Leading economic research institutes have recently expressed skepticism as to whether the package can provide the necessary impetus. Many measures have not yet been implemented.
Habeck also admits that more is needed to get Germany back on the growth path. Finance Minister Christian Lindner recently made similar statements. Habeck is now proposing additional measures: a significant reduction in network fees and a reduction in bureaucracy, for example in data protection. “The standard should be: only what is perceived as relief in practice counts,” said Habeck.
The federal government’s economic forecast is also a basis for the upcoming next tax estimate. Lower tax revenues than previously predicted and higher spending on social security could put a strain on the traffic light coalition’s budget negotiations. At the same time, however, lower growth prospects mean that higher borrowing is possible due to the debt brake mechanism.
In view of the gloomy economic outlook, the German economy is demanding a relief from the federal government. “There have only been two years of recession in a row in Germany so far. That was in 2002 and 2003, during the last structural crisis,” said Martin Wansleben, General Manager of the German Chamber of Commerce and Industry (DIHK), on Wednesday in Berlin. “In fact, economic performance has been standing still for five years.” The gross domestic product is just half a percentage point above the value before the corona pandemic. “Investments have not even reached 2019 levels.”
The government must therefore take powerful countermeasures. “The growth initiative can only be the start here.” It includes 49 individual measures to improve the location, for example greater depreciation options and more work incentives. “Further comprehensive reform packages are necessary to ensure that investments take off.”

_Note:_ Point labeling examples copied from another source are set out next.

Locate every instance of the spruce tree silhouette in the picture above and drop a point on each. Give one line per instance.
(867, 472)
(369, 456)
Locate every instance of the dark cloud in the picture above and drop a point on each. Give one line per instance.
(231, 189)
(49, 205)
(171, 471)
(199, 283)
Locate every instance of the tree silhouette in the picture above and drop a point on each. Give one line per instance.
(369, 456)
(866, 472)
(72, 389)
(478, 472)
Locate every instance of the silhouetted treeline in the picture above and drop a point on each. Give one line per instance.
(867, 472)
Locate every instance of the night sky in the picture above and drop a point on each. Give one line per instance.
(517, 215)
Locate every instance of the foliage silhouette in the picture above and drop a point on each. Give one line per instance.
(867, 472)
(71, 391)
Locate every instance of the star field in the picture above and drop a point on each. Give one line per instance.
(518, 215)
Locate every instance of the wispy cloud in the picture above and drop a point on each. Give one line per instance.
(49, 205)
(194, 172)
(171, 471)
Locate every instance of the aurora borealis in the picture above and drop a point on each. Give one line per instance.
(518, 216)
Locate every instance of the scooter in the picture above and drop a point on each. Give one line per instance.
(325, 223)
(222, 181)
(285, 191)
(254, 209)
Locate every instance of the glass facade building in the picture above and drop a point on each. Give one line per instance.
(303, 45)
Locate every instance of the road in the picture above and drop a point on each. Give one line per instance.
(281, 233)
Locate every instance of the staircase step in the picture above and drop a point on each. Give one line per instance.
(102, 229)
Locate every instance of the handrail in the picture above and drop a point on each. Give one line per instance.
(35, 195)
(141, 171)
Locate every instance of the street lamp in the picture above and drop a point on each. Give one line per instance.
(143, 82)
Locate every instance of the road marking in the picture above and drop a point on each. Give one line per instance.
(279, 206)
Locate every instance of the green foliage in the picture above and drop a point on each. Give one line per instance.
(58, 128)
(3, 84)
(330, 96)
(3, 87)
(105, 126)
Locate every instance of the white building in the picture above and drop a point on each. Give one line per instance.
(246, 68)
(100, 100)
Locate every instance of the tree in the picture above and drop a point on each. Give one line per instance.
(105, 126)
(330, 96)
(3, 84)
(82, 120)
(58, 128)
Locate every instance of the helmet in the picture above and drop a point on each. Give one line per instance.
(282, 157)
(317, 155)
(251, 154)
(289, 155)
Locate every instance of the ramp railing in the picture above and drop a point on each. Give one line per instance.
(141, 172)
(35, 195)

The Association of Family Businesses expressed a similar opinion. Corporate taxes would have to be reduced, energy policy would have to be reorganized and social security reforms would have to be reformed. “No other industrial nation is stuck in recession; this decline is of our own making,” said association President Marie-Christine Ostermann. The balance sheet of Economics Minister Robert Habeck (Greens) is largely disastrous. He should not remain silent about the “explosion of additional wage costs”, i.e. rising contribution rates in long-term care insurance and for the pension system.